The attackers “exfiltrated” data related to employees' corporate credit cards among other personal data including Social Security numbers, tax IDs, financial account information, and driver’s license and passport details.
While the two letters read largely the same, one letter is addressed to Cognizant employees and talks about the theft of personal information related to company credit cards. The second letter is addressed to individuals impacted.

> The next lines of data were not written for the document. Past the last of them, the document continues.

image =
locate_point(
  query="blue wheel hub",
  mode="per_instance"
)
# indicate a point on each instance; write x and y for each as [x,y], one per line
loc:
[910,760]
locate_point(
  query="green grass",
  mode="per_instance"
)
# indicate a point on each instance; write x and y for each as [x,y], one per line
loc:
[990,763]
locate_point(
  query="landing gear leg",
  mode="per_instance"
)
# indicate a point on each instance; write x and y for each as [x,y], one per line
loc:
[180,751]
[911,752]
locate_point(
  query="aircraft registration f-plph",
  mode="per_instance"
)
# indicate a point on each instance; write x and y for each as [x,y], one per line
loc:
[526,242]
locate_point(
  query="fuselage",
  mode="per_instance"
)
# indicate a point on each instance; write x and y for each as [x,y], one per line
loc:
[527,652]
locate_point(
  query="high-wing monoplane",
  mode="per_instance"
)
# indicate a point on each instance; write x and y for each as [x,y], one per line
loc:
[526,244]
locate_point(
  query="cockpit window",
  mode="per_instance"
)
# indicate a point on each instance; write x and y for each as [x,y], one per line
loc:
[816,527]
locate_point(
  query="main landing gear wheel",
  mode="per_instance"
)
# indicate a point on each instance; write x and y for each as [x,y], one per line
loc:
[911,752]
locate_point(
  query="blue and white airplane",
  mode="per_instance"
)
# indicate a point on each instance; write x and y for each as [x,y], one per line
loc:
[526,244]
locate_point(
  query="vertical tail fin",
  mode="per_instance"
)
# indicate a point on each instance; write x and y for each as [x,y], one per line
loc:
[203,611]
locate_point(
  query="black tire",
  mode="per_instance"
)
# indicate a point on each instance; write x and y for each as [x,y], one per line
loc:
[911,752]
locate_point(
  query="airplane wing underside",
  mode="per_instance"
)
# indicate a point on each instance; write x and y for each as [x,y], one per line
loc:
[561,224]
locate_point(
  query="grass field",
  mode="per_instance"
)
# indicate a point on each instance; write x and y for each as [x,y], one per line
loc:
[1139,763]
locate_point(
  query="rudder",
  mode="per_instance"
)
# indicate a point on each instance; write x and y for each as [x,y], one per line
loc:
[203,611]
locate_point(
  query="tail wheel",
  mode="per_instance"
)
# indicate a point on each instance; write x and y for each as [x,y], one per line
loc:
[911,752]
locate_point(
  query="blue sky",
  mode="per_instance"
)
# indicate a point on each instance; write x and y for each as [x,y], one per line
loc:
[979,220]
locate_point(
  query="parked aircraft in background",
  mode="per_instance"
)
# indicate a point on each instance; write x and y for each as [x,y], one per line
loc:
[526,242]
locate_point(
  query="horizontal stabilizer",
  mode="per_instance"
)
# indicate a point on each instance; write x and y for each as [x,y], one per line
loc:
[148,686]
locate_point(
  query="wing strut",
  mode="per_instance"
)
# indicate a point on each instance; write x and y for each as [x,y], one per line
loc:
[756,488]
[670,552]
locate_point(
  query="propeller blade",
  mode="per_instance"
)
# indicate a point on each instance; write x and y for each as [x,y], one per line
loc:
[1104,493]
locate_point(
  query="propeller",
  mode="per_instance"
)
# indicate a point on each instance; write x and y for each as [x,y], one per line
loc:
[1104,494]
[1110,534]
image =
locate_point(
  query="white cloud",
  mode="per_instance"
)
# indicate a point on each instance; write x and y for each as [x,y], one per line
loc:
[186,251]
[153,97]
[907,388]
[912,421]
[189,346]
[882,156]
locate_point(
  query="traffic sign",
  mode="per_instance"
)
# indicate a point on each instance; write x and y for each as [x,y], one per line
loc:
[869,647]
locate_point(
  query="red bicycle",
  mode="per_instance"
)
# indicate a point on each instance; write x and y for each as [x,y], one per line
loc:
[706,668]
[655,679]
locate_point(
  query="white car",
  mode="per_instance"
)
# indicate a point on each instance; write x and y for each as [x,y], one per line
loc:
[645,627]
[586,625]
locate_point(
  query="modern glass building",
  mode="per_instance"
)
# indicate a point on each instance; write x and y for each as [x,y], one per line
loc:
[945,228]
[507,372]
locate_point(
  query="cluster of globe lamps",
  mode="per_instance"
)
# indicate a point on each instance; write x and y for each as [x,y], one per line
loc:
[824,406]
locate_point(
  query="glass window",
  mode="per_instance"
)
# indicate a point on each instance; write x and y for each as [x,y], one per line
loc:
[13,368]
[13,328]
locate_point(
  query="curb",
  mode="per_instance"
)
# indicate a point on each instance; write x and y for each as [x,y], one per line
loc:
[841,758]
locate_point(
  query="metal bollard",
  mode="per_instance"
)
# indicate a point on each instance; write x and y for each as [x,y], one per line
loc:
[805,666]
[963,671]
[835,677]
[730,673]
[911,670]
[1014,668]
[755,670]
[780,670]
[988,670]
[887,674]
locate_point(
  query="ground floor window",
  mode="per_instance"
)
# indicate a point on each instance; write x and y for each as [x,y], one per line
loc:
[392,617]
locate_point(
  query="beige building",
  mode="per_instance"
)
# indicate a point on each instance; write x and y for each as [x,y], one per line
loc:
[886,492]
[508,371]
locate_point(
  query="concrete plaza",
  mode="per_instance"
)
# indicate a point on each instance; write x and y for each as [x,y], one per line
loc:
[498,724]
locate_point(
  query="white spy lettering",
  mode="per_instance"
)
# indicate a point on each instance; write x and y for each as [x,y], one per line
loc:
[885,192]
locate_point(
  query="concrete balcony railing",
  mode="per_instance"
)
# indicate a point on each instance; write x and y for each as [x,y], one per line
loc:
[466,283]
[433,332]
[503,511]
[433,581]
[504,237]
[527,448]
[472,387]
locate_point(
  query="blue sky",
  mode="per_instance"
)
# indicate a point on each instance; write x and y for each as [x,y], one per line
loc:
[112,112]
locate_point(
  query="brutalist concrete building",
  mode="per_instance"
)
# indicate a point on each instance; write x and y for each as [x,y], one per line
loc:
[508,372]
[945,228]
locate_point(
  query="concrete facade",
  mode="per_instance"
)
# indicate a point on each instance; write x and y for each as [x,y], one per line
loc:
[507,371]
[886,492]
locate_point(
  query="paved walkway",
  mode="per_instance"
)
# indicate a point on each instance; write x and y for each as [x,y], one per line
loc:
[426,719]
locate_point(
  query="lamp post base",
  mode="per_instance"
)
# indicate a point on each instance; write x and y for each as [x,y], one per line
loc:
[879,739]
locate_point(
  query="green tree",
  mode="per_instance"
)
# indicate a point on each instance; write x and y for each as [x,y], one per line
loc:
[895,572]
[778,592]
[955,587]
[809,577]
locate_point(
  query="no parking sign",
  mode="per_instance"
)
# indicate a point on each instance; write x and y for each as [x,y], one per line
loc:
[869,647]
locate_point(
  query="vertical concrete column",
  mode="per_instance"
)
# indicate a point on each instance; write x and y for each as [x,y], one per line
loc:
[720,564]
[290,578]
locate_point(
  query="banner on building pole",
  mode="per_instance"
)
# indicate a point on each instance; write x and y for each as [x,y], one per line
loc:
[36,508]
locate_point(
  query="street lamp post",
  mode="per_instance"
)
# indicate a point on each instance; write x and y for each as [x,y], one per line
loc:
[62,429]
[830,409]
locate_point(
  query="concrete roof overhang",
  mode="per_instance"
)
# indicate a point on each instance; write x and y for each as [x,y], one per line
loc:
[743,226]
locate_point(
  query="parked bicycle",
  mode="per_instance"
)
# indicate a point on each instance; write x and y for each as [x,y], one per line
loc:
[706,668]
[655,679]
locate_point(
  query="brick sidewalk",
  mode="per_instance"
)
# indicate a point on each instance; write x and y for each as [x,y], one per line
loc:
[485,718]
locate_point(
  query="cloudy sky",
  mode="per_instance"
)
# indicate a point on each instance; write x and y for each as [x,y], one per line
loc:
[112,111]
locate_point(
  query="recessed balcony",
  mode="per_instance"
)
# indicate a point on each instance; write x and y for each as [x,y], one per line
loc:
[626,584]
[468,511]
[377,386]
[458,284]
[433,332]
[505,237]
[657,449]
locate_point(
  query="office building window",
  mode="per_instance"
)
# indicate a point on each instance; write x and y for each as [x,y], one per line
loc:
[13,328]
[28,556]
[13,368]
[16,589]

“We have determined that the personal information involved in this incident included your name and one or more of: your Social Security number and/or other tax identification number, financial account information, driver’s license information, and/or passport information,” the letter stated.
The company said on 18 April that it had been hit with what it suspected was Maze ransomware. According to several security experts, Maze is a relatively new form of ransomware that is particularly insidious as it steals data as well as crypto-locks it behind a password, meaning private data is left in the hands of cybercriminals with only their word that it will remain confidential.
Cognizant said on April 20 it learned the cybercriminals “exflitrated limited amount of data.” The company said a later investigation discovered the attackers likely stole the data between 9 April and 11 April.
“The majority of the personal information that was impacted was information relating to our corporate credit cards,” according to a letter signed by Cognizant chief people officer Becky Schmitt.
“Out of an abundance of caution, we are giving notice to all associates who have an active corporate credit card.”
Cognizant apologised to employees and others hit. It is offering 12 months of free identity theft and dark web monitoring from ID Experts to those with corporate credit cards, as well as any other person whose data was stolen.
In its letters, the company said the FBI is investigating who carried out the attack while Cognizant is working to improve its own security posture.
In both letters, Cognizant said it has “no reason to believe that any fraudulent activity has been carried out on the accounts.” However, the company is warning victims to stay on guard.
“You should always remain vigilant for incidents of fraud and identity theft, including by regularly reviewing your account statements and monitoring free credit reports,” the letter stated.
“If you discover any suspicious or unusual activity on your accounts or suspect identity theft or fraud, be sure to report it immediately to your financial institutions.”